Una luna espléndida ha salido esta noche. Y anda veloz, de manera que en poco más de dos horas habrá cruzado hasta este lado de la calle y ya el señor del telescopio no podrá cobrar sus diez pesos a los curiosos que a veces forman una filita larga. Por eso tenemos que observar con brevedad. Ni tiempo queda para el asombro. Solo veo una célula con malformaciones y quedo desencantado.

Junto al teatro Colón, uno de los más hermosos del mundo según aseguran los anuncios, se halla la plaza Estado del Vaticano. Tiene en programación a un cuarteto de jazz cuyos integrantes son hombres que pasan los cuarenta y cinco, pero que además de desempeñarse bien con el instrumento, saltan y hacen chistes, actos que gustan al público. Los escolta una pantalla enorme y detrás de la pantalla se alza un árbol de navidad no menos impresionante.

Cuarenta metros de altura decorados por estrellas grabadas con los nombres de quienes han respondido a la campaña: «Una estrella para una sonrisa». Veinticinco pesos y tu nombre se queda formando parte de ese firmamento artificial que envuelve el arbusto metálico.
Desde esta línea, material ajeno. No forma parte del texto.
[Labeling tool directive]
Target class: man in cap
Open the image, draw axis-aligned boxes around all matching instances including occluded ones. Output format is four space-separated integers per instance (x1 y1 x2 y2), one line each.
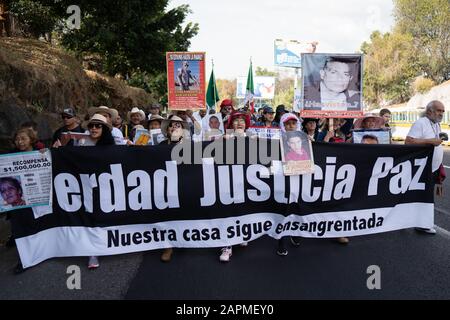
88 106 126 145
52 107 84 146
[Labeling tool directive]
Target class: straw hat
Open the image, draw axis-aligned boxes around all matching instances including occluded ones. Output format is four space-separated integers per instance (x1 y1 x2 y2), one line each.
88 106 119 121
127 107 145 121
161 116 189 135
83 113 112 130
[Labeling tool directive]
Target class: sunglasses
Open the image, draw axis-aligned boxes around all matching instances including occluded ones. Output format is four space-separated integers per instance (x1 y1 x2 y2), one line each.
169 122 183 128
88 123 103 129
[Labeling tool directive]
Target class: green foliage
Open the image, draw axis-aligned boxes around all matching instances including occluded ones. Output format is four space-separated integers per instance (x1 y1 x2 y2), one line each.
394 0 450 83
255 67 277 77
412 77 436 94
12 0 199 101
62 0 198 78
361 31 419 105
10 0 59 38
361 0 450 105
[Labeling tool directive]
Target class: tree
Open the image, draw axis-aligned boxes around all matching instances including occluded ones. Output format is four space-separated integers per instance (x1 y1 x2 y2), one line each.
62 0 198 78
394 0 450 83
7 0 61 41
255 67 277 77
361 31 420 106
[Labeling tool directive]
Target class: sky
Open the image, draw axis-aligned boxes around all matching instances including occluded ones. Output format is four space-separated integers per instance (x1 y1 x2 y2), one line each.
169 0 394 79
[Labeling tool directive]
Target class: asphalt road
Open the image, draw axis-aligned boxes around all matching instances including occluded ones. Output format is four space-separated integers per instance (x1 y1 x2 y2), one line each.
0 148 450 300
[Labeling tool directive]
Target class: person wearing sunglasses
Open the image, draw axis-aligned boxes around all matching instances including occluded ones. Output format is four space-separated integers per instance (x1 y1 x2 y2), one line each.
52 108 84 147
Significa que algo aportaste a la lucha contra la leucemia.

Aún más allá del árbol vemos vacas, burros y elefantes, un romano dormido en un banco de madera y los tres reyes magos que miran a un niño dentro del establo. Es un pesebre a tamaño natural realizado por el artista Fernando Pugliese. Tanto el concierto como la escena fueron organizados por el Banco Ciudad de Buenos Aires y el gobierno. A veces puede leerse en la pantalla el nombre del gobernador y habrá quien lo repita en su mente. Todo se aprovecha por estas fechas, que es año electoral.

O no. Estamos todavía en 2014, en las últimas horas de sus últimos días. Por eso el desatino, por eso la lluvia de papeles con formas geométricas que solo sucede en esta única ocasión.